I am unabashed in this. I love’em. I love their goofiness, their loyalty, their joyful abandon in expressing affection, their gleeful disruption of what you consider to be sanitary – all of it. They’re fun. And someday Joanie and I will have a dog. (Or two, or three, with probably a cat in there too, because I do like cats, as well – it’s not a binary thing, y’all.)

But due to our very tight living quarters and somewhat exceedingly erratic schedules, we’ve decided to forego having any pets for now – just wouldn’t be fair to the animal, plus we’re on a tight budget, they’ll eat my homework, etc.

That’s OK, though, because we have a surrogate:

Say hello to SadDog!.

SadDog! lives across the alley from us, and often leans his majestic head out the window, cranes his neck eastward, rests on his paws, and sighs – at which point SadDog! will remain in this position for hours, if the opportunity arises.

I’m not sure what SadDog! is looking for, if this is “Human is gone and I’m looking for her/him”, or “Human is watching TV, so I’ll watch DogV, which only has one channel but smells better,” or something else. But on a regular basis, between March and roughly November, there’s SadDog! keeping vigil.

After I noticed SadDog!, I decided it was time to cheer up this sorrowful looking creature. Which I proceeded to do by opening the window, leaning out of it with an utterly stupid grin on my face, and yelling, “Hey SadDog!
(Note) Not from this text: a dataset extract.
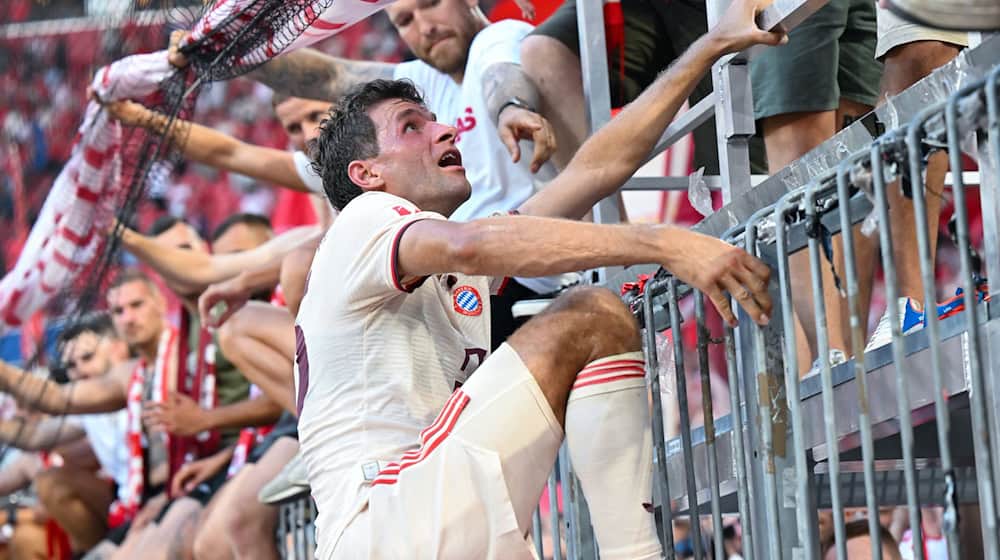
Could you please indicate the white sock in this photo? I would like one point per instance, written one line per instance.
(610, 446)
Hey! Hey SadDog!”

Seriously. This is how I started our relationship, and this is largely the extent of it today. There’s a reason I don’t have many friends.

SadDog! has never evinced any sort of excitement or happiness at my intrusion into his musings. He is either deeply stoic or just a bit confused at what this weird human is shouting about from twenty yards away. But he does look up and stare back at me as I continue my idiot call of “Hey SadDog! Hey! HEY!”

Joanie does it, too, of course. We’ll call out of different windows and crow when he pays more attention to one of us than the other.

A few months ago I heard a sharp yelp echo through the alley, and my first thought was of SadDog! – I hoped fervently that he was OK. Lo and behold, he reappeared – but newly decorated with the Cone of Shame.

SadDog! doesn’t appear to be lastingly hurt, although the Cone has made a couple of reappearances. He just stares out the window, nose to the East and the bustle of the 1 Train, until such occasion as I notice him and start calling out the window, begging for even a tiny sliver of canine attention.

In a week, I’ll be leaving town for the summer. When I get back, we will most likely be in a different apartment (same building, just bigger space!). So there’s a very good chance that I won’t see SadDog! very many more times. It’s OK. I’ll get by. And SadDog! probably won’t remember me at all. But still, it’s been nice to have at least this much contact with him, and I wish him and his Humans all the best.

Bye, SadDog!. Stay outta the cone, man.